Ned cemberut. Oke, ini bukan salahNYA dia punya kaki berukuran standar bule. Sementara itu, Nesia sibuk membongkar lemari sepatunya.

"Bentar ya bentar, aku kayaknya ada sandal besar deh..."

Nesia menarik keluar sepasang selop tipis berwarna putih dan agak berdebu, lalu mengacungkannya dengan bangga di depan Ned.

" Naaaah, nih ada nih, aku dapet pas kapan itu jalan-jalan di New York habis rapat UN.."

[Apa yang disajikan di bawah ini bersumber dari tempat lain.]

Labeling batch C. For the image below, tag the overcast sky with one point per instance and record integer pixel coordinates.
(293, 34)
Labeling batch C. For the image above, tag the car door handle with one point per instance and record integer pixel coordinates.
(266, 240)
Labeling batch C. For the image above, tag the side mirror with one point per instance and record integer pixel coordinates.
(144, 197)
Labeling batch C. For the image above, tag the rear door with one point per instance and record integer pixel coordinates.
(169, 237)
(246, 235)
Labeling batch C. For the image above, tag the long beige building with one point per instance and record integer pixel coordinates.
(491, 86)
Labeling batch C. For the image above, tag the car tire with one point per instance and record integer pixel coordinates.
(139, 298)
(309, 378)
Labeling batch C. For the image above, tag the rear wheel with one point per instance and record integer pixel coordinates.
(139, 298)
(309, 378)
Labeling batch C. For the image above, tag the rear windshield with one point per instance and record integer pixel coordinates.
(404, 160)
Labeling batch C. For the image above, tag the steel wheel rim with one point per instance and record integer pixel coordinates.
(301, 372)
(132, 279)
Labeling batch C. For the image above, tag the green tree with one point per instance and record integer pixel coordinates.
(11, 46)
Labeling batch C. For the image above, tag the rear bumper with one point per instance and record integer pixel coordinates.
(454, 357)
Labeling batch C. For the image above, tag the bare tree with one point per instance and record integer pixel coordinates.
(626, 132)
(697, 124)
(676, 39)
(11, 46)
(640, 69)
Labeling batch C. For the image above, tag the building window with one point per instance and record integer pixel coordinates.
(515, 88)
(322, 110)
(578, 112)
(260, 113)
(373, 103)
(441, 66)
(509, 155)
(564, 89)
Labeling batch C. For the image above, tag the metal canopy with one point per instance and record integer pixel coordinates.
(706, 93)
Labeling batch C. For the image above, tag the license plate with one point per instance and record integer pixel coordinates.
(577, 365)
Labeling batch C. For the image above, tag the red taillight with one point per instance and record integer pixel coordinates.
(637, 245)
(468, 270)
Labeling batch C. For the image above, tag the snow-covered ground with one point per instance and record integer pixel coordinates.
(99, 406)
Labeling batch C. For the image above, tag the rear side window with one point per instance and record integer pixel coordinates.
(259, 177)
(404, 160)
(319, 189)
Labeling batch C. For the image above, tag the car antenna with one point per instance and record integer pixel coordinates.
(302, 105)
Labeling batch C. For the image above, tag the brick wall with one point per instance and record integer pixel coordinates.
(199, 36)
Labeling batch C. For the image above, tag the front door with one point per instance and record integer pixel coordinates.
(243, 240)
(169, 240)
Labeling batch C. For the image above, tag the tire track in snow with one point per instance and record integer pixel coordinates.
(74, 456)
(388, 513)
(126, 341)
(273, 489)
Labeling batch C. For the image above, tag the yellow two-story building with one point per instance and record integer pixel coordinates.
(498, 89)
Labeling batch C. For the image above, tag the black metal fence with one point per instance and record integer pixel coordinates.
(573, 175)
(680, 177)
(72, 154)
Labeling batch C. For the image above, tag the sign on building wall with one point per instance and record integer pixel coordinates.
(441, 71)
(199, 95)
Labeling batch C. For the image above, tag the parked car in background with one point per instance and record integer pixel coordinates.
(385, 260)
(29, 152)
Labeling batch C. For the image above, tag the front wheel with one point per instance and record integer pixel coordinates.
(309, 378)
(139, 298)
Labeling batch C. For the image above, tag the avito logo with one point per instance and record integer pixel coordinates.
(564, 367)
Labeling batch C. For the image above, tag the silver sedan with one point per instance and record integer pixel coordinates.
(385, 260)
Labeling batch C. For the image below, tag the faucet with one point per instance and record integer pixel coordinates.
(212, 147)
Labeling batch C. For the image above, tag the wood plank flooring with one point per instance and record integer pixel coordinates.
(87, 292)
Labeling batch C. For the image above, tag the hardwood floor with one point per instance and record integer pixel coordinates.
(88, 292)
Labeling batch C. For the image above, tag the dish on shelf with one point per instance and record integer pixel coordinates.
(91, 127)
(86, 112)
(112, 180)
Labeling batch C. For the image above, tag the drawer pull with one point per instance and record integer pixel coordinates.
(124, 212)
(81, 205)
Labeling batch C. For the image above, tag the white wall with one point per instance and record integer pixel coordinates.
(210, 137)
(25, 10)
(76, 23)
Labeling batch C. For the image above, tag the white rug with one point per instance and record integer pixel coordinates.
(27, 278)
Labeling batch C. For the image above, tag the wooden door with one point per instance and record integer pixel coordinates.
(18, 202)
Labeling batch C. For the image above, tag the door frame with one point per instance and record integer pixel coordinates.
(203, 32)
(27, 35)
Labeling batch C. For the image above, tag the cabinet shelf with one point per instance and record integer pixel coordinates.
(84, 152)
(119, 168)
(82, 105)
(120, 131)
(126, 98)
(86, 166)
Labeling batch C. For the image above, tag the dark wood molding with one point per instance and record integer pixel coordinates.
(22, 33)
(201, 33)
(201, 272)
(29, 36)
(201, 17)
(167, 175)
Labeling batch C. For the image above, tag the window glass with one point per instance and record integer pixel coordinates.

Ned memandang dengan seksama selop putih yang diacungkan Nesia. Di depannya ada logo kuning emas, dan tulisan yang setelah dilhat-lihat berbunyi "Ritz Carlton Hotel, New York"

.

.

"Aku pake sandal jepit aja Nes, makasih.."

.

xxx

.

Sebuah motor matic berderum pelan meluncur diatas jalan kampung. Diatasnya duduk pasangan aneh yang mencuri perhatian mulai dari tukang es krim sampai tetangga yang kebetulan melihat. Seorang gadis melayu dengan rambut hitam dikucir yang berkibar-kibar diterpa angin, membonceng dibelakangnya pria bule dengan sandal kekecilan dan helm pink bergambar Shinatty Chan. Untuk lebih menarik perhatian, keduanya memakai kaos mencolok berwarna oranye cerah. Jika itu saja tidak cukup, si gadis berkendara dengan santai tanpa mengenakan helm, sementara pria bule dibelakangnya dengan ekspresi kaku mencengkram pundak Nesia (Nesia tidak memperbolehkan Ned memeluk pinggangnya, sambil menggumamkan sesuatu tentang "nanti apa kata tetangga" diiringi ekspresi malu-malu).

Motor itu berbelok di ujung gang, lalu meluncur ke sebuah lapangan. Nesia memarkir motornya di bawah pepohonan di samping lapangan.

"Nah kan, aku bilang deket. Makannya tadi harusnya kamu juga ga usah pake helm..", kata Nesia. Ia kelihatan sangat menikmati melihat Ned dengan kikuk berusaha turun dari motor.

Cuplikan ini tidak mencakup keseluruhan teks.